AAHPSSS at CHASS 2024: Pedagogical Innovations in Philosophy of Science

Panellists: PROF. ROB WILSON (UWA), GEMMA LUCY SMART (USYD), DR. ALAN JURGENS (UOW)

This panel will explore new approaches to teaching philosophy of science, with a focus on making pedagogy more inclusive and interdisciplinary. Prof. Rob Wilson will examine how philosophy of science units can expand their appeal by incorporating diverse formats and topics such as psychiatry, bioethics, and the politics of biology. Dr. Alan Jurgens will discuss how philosophy of science connects with other disciplines, offering students insights into shared scientific processes and the influence of social norms on scientific practice, especially through the lens of feminist philosophy of science. Gemma Lucy Smart will highlight the importance of inclusivity, advocating for Universal Design for Learning (UDL) to engage students from diverse backgrounds and promote critical thinking through flexible teaching methods. Together, these talks will propose a vision for philosophy of science education that is accessible, interdisciplinary, and responsive to the needs of today’s students.

The event is available both in person and online, from 10am-12pm AWST, Tuesday, November 26th.

Further details, including online access, can be found here: https://www.eventbrite.com.au/e/pedagogical-innovations-in-philosophy-of-science-tickets-1086539953249

2024 Dyason Lecture – Professor Alison Bashford (UNSW)

We are pleased to announce that the 2024 Dyason Lecture is set to be given by Professor Alison Bashford on Wednesday, December 4th at 6.30pm at the Forum Theatre at the University of Melbourne. The title of the lecture is Secrets Disclosed: Reading the Hand from Chiromancy to Genetics.

Speaker: Professor Alison Bashford (UNSW)
Title: Secrets Disclosed: Reading the Hand from Chiromancy to Genetics
When: 6:30pm, Wednesday 4th December
Where: Forum Theatre, Arts West, The University of Melbourne

Further details and abstract to follow.

Professor Alison Bashford

Speaker Bio:
Alison Bashford is Scientia Professor in History and Director of the Laureate Centre for History & Population at UNSW Sydney. She also directs the New Earth Histories Research Program. Her work connects the history of science, global history, and environmental history into new assessments of the modern world, from the eighteenth to the twentieth centuries.
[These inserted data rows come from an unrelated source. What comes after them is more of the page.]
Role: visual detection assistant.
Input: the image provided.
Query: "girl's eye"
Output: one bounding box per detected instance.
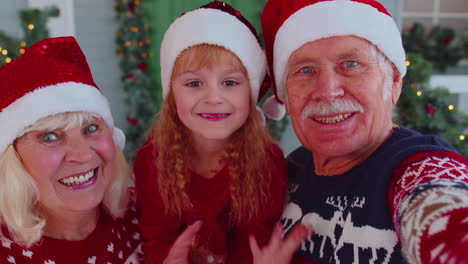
[224,80,239,86]
[41,132,58,143]
[187,81,201,87]
[84,124,98,134]
[299,67,313,73]
[344,60,359,68]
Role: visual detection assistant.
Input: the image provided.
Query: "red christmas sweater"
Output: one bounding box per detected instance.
[134,144,287,264]
[0,200,143,264]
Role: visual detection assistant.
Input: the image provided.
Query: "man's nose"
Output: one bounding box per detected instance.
[313,69,344,102]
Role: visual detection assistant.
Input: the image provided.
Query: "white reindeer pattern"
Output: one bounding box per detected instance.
[282,196,398,263]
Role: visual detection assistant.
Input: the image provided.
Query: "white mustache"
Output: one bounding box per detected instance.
[301,99,364,120]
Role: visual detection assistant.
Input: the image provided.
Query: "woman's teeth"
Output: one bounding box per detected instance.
[200,114,229,118]
[314,114,351,124]
[59,170,94,186]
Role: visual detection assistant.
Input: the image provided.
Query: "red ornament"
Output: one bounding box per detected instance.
[126,116,140,126]
[442,36,453,46]
[426,104,437,117]
[137,62,148,70]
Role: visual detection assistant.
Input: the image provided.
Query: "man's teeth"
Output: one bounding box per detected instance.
[59,170,94,186]
[314,114,351,124]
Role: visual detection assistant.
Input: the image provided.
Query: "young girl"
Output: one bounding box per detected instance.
[134,1,287,264]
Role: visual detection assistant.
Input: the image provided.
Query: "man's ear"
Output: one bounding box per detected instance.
[392,71,403,105]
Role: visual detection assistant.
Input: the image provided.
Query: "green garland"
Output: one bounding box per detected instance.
[114,0,160,156]
[403,23,468,72]
[0,6,60,67]
[396,53,468,157]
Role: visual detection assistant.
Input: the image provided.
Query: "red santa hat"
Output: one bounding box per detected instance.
[262,0,406,120]
[160,1,269,102]
[0,37,125,155]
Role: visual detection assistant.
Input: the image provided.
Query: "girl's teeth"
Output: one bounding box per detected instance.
[59,170,94,186]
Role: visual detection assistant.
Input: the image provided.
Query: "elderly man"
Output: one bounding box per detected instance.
[262,0,468,263]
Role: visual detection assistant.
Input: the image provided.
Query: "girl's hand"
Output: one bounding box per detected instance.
[249,224,312,264]
[163,221,202,264]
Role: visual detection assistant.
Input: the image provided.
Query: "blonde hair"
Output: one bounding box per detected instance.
[0,112,132,247]
[149,44,273,223]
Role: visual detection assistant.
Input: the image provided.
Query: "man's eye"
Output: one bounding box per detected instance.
[187,81,201,87]
[344,60,359,68]
[84,124,98,133]
[224,80,239,86]
[299,67,313,73]
[41,132,58,142]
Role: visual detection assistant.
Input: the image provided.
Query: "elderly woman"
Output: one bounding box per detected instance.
[0,37,141,264]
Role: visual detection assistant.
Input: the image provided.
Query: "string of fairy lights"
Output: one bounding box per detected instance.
[406,60,468,141]
[113,0,160,153]
[0,37,28,63]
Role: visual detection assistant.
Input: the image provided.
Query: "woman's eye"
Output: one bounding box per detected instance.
[41,132,58,142]
[84,124,98,133]
[344,60,358,68]
[224,80,239,86]
[299,67,313,73]
[187,81,201,87]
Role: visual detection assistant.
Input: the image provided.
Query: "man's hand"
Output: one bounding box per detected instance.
[249,224,312,264]
[163,221,202,264]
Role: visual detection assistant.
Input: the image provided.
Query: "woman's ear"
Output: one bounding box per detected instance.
[392,69,403,104]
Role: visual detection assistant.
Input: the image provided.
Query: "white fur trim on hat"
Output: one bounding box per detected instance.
[0,82,125,154]
[273,0,406,102]
[161,8,266,102]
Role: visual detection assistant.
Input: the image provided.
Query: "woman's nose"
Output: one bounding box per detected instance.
[66,135,94,163]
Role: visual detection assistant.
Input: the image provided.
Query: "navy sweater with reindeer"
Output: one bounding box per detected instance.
[282,127,460,263]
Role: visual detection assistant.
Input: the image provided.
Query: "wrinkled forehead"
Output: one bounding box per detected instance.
[23,112,105,134]
[288,36,383,64]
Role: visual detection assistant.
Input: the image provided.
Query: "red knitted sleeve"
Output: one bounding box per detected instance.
[388,151,468,263]
[134,144,185,264]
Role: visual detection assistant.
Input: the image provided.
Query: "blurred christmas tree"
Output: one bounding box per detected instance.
[396,53,468,157]
[114,0,161,159]
[403,23,468,72]
[0,7,60,66]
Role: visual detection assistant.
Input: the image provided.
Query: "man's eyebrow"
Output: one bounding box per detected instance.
[288,55,315,66]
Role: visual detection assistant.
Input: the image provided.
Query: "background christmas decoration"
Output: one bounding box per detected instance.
[396,24,468,157]
[0,6,60,66]
[115,3,468,156]
[114,0,289,157]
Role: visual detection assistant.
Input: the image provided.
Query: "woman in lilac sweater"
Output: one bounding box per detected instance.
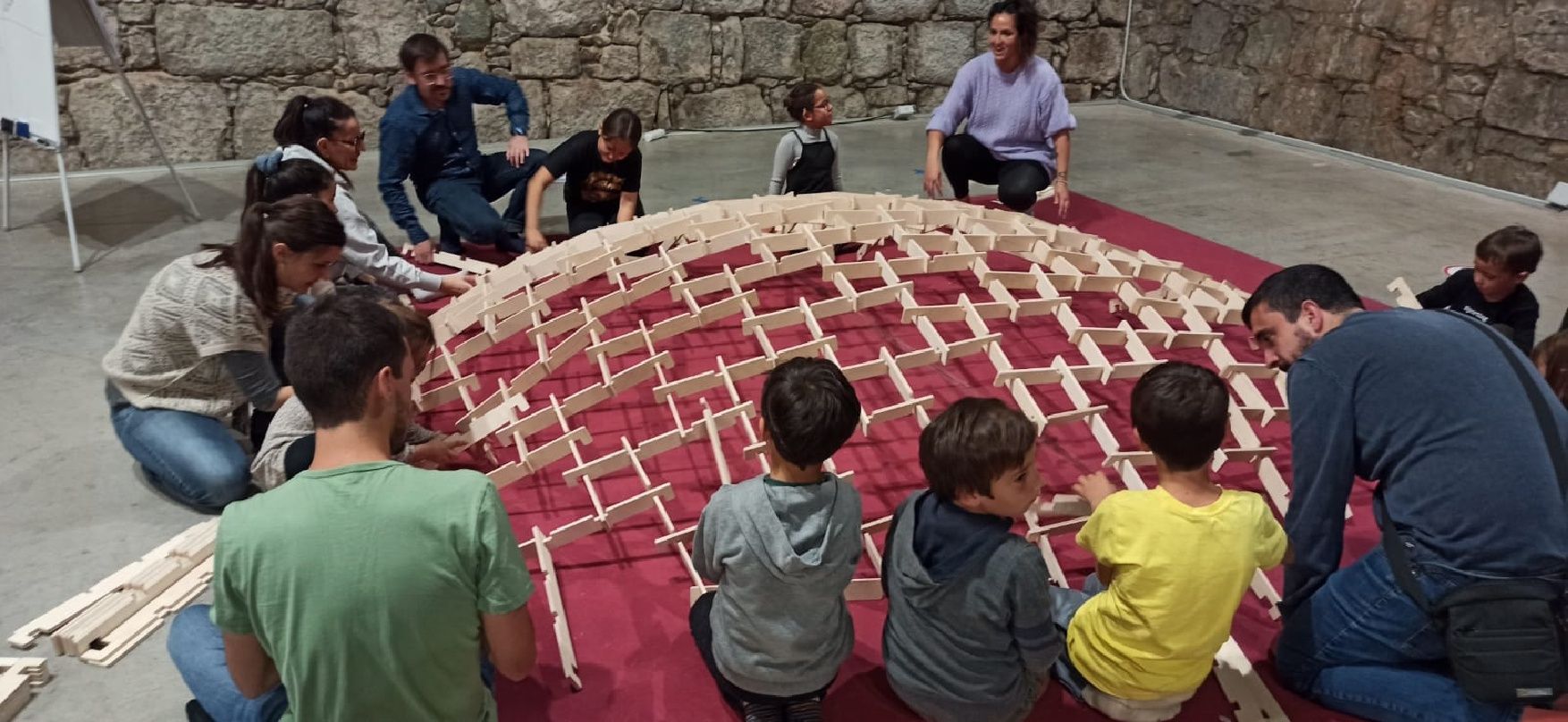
[925,0,1077,216]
Her most recent book is An Intimate History of Evolution: The Story of the Huxley Family (Random House, 2022), winner of the Nib Literary Prize, an Economist Best Book of 2022, and shortlisted for the Cundill History Prize, 2023. Before taking up her Research Chair at UNSW, Alison Bashford was the Vere Harmsworth Professor of Imperial and Naval History at the University of Cambridge, Fellow of Jesus College, Cambridge. She is Fellow of the British Academy and of the Australian Academy of Humanities. Secrets Disclosed: The Hand from Chiromancy to Genetics is her next book (Chicago, 2025).

Featured image credits
Richard Saunders, Palmistry, the secrets thereof disclosed…
(London, 1663).
Plate prepared for L.S. Penrose, “Finger-prints, palms and chromosomes,” Nature (1963)

Public Lecture – Somatic Affinities: Medicine and Portraiture

Members in Melbourne may be interested in this upcoming seminar presented by Visiting Professor Ludmilla Jordanova, Emeritus Professor of History and Visual Culture at Durham University, UK, and hosted by the University of Melbourne.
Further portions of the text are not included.